Marx has three pieces of advice for his peers who may be exploring this kind of technology.

“Math works,” he stated. “Predictive analytics- and machine learning-based systems are going to be instrumental in taking healthcare from making decisions based on ‘tribal rules set by committees’ or gut feel supported by ad-hoc analytics to a data-driven approach that makes useful predictions and prescribes the right actions.”

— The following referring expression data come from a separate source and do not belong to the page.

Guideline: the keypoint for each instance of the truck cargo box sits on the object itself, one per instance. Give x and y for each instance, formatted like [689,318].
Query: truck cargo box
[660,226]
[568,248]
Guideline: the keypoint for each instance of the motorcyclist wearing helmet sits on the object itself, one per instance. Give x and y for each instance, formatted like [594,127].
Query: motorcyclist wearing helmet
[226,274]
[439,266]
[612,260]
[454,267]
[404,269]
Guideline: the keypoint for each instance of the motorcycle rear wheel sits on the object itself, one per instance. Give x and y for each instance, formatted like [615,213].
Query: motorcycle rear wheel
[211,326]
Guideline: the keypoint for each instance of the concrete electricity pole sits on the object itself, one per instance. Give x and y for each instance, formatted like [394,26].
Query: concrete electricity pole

Surgery has to move to adopting more objective data and 21st century tools to make critical operational and clinical decisions, he added.

“Fear of change is natural, but the status quo is worse,” he continued. “We have all seen what has happened to industries like retail, banking, airlines, transportation. Those players that use data win, and others that don’t fall behind.”

Healthcare has to embrace innovation and change, and there are excellent options out there to work with organizations that truly get healthcare problems and will work with executives to solve them, he said. Data transparency has assuaged some of the anxiety that surgeons have about access, he added.

“And COVID-19 can accelerate your thinking and decision-making,” he concluded. “Telemedicine is a great example of how such shocks to the system can accelerate the pace of adopting new tools. Use that to your advantage and take action.

“Because no matter what happens in Washington, reimbursement levels aren’t about to go up, and surgical volumes aren’t going to come down,” he added. “So we all need tools that help us do more with less – increase patient access, improve the patient experience and lower unit delivery costs.”

Without such tools, he said, healthcare executives and clinicians are shooting in the dark and making sub-optimal decisions every day.